Stripped of most of his clothes, the thin shirt did not conceal the all encompassing burns. His face was so swollen from heat and thirst, so black with bruises that he could not open his eyes. When John stepped in and tried to get an arm over his shoulder, pull him upright, Donwell buckled in pain, whining like a kicked dog. Looking down, John saw that his beaten feet were leaving prints of blood on the sand.

Nesim protested, violently slashing both Donwell and John himself with the cane. Turning to shield his lieutenant, John caught Higgins’ eye. As Nesim’s attention flickered between John and Dion, Higgins moved with cat-footed stealth behind the jailer’s back. “He say he did not know we meant this one,” Dion translated, his lip curling at the obvious lie. “He say he have some pretty young boy, just for you. Sweet like apricots. But for this one three hundred is not enough. He wants one thousand.”

As Donwell leaned limply on him, John could feel the heaving breaths through his own ribs. The man’s burned skin was feverish against his own. He could feel too the thinness of the wrist he held, the skeletal lightness of the chest beneath his other arm. Donwell’s hair and ten day growth of beard stood out in heavy spikes, stiff with blood. John’s heart smoldered in his chest like one of the ovens, but the smoke of fury mingled with a perverse pride.
They couldn’t tame you, could they? I thought as much.
“Higgins,” he said.

As Higgins’ pistol nudged him in the back, Nesim stiffened comically. “Explain his position to him, if you please,” John said. “I believe he has misunderstood my terms.”

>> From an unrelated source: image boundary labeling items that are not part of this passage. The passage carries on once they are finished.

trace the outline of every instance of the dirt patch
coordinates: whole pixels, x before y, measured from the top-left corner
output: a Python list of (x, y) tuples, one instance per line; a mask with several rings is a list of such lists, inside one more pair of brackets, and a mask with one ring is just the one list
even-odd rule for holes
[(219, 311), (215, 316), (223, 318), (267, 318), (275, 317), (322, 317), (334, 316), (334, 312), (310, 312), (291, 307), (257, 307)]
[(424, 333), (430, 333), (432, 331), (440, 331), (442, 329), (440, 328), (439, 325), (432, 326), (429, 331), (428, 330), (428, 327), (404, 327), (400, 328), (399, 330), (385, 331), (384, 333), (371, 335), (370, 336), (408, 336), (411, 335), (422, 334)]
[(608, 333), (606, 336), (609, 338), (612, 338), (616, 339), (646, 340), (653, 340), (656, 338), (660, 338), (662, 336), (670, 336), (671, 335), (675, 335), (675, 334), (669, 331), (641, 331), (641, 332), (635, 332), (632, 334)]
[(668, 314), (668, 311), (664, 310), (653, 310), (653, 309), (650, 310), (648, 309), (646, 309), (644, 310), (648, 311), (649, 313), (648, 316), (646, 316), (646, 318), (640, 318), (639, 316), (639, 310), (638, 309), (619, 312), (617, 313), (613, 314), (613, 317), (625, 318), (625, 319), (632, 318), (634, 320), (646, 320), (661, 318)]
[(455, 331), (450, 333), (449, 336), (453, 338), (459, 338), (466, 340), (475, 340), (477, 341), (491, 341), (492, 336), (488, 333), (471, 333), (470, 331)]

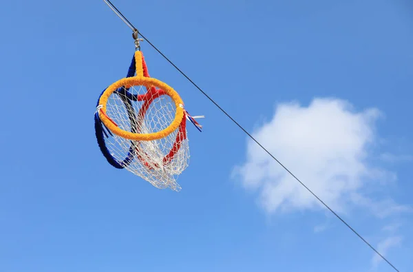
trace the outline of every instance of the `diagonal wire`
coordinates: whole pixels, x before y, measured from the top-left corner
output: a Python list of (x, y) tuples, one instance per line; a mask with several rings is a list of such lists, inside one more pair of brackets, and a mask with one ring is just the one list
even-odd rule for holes
[[(134, 31), (138, 31), (137, 29), (129, 21), (129, 20), (123, 16), (122, 12), (119, 11), (112, 3), (110, 0), (103, 0), (109, 8)], [(347, 227), (348, 227), (354, 234), (356, 234), (363, 242), (364, 242), (370, 249), (372, 249), (377, 255), (379, 255), (383, 260), (384, 260), (388, 264), (390, 264), (395, 271), (400, 272), (389, 260), (388, 260), (383, 255), (381, 255), (373, 246), (372, 246), (366, 239), (364, 239), (359, 233), (354, 229), (348, 223), (347, 223), (340, 216), (339, 216), (335, 211), (334, 211), (327, 204), (326, 204), (320, 198), (319, 198), (313, 191), (310, 189), (303, 182), (301, 182), (295, 175), (294, 175), (287, 167), (286, 167), (279, 160), (277, 159), (266, 148), (265, 148), (260, 142), (258, 142), (249, 132), (248, 132), (238, 122), (237, 122), (233, 118), (232, 118), (224, 109), (222, 109), (213, 99), (212, 99), (205, 92), (204, 92), (198, 85), (197, 85), (192, 80), (188, 77), (180, 69), (179, 69), (172, 61), (169, 60), (162, 52), (160, 52), (152, 43), (151, 43), (145, 36), (142, 34), (140, 32), (138, 32), (139, 34), (149, 44), (153, 49), (155, 49), (159, 54), (160, 54), (172, 66), (173, 66), (180, 73), (182, 74), (188, 81), (189, 81), (202, 94), (204, 94), (211, 102), (212, 102), (218, 109), (220, 109), (228, 118), (229, 118), (239, 128), (240, 128), (246, 135), (248, 135), (251, 140), (257, 143), (264, 151), (265, 151), (271, 158), (273, 158), (279, 165), (281, 165), (288, 174), (291, 175), (297, 181), (298, 181), (304, 188), (307, 189), (314, 197), (315, 197), (324, 207), (326, 207), (330, 211), (331, 211), (340, 221), (341, 221)]]

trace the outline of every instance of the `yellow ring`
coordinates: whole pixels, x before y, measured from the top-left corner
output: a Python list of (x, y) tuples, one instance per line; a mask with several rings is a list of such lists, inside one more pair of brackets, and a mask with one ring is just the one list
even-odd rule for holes
[[(165, 129), (155, 133), (149, 134), (137, 134), (123, 130), (116, 125), (115, 125), (107, 116), (106, 116), (106, 103), (109, 99), (109, 96), (115, 92), (118, 88), (125, 86), (126, 88), (131, 87), (132, 86), (145, 86), (149, 89), (151, 86), (158, 87), (163, 90), (165, 93), (171, 96), (175, 105), (176, 107), (176, 112), (175, 113), (175, 119), (169, 125), (169, 126)], [(134, 76), (122, 79), (113, 84), (106, 89), (106, 90), (102, 94), (100, 98), (99, 99), (99, 105), (102, 105), (101, 110), (105, 113), (103, 114), (102, 112), (99, 112), (99, 116), (102, 122), (105, 125), (110, 129), (114, 134), (129, 139), (135, 140), (158, 140), (165, 138), (173, 132), (180, 125), (182, 118), (184, 118), (184, 109), (182, 105), (184, 103), (182, 98), (171, 87), (167, 84), (153, 78), (143, 77), (143, 76)]]

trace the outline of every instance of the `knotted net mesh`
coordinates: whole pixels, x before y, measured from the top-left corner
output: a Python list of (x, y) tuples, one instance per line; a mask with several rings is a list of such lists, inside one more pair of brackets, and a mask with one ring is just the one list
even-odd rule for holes
[[(172, 98), (154, 86), (118, 89), (106, 104), (106, 115), (120, 129), (138, 134), (165, 129), (175, 118), (176, 111)], [(117, 160), (131, 159), (123, 163), (125, 169), (157, 188), (180, 190), (177, 178), (189, 158), (184, 116), (178, 128), (159, 140), (131, 140), (112, 134), (105, 143)]]

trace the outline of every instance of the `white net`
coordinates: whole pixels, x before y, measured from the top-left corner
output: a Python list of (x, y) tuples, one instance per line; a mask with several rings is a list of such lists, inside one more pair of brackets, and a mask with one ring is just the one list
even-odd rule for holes
[[(175, 103), (162, 90), (152, 87), (147, 92), (144, 86), (134, 86), (128, 92), (143, 100), (133, 101), (125, 92), (115, 92), (106, 104), (107, 116), (120, 129), (134, 133), (155, 133), (167, 128), (175, 118)], [(112, 134), (105, 138), (112, 156), (118, 162), (125, 160), (128, 154), (133, 156), (130, 163), (123, 163), (125, 169), (157, 188), (180, 190), (176, 180), (188, 166), (189, 158), (187, 130), (182, 124), (159, 140), (136, 141)]]

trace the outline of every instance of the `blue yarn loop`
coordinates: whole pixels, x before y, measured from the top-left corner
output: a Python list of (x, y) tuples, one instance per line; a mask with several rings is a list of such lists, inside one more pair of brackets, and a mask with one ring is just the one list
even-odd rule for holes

In the end it was far easier than John had feared. Clasping Nesim in a brotherly embrace that kept the concealed pistol pressed meaningfully into his spine, Higgins’ dumb eloquence proved persuasive.

“Out through the graveyard, I think,” John instructed, lifting the long robe from Naftali’s shoulders and wrapping it around Donwell to conceal him. “There, he looks like just another dead slave. Nothing to worry about. Kelly, Naftali, you carry him. Dion, scout ahead. If the pistol in his back is not argument enough, I will also cover Nesim. Please tell him that if he opens his mouth, even to breathe, I will shoot.”

Donwell made a terribly convincing corpse as they walked out of the pens as unchallenged as they had entered. Tension crushed John’s back and shoulders as he waited for an outcry that did not come. A smell of cinnamon and sweat drifted from Nesim, whose cheek glimmered wet in the moonlight.

The tension wound to a pitch as they passed the pit where the city’s dogs dug and fought over bones. Sordid little monuments topped with spat out date stones loomed, crumbling, in the night, and still silence followed them. As they crossed to the parks and silent, cube-like mausoleums of the well-to-do, shadows moved as vagrants laying in the well-tended doorways scrambled out of their way. Despite the lack of pursuit, fear, primeval and irrational, made John’s spine tingle cold in the sweltering night.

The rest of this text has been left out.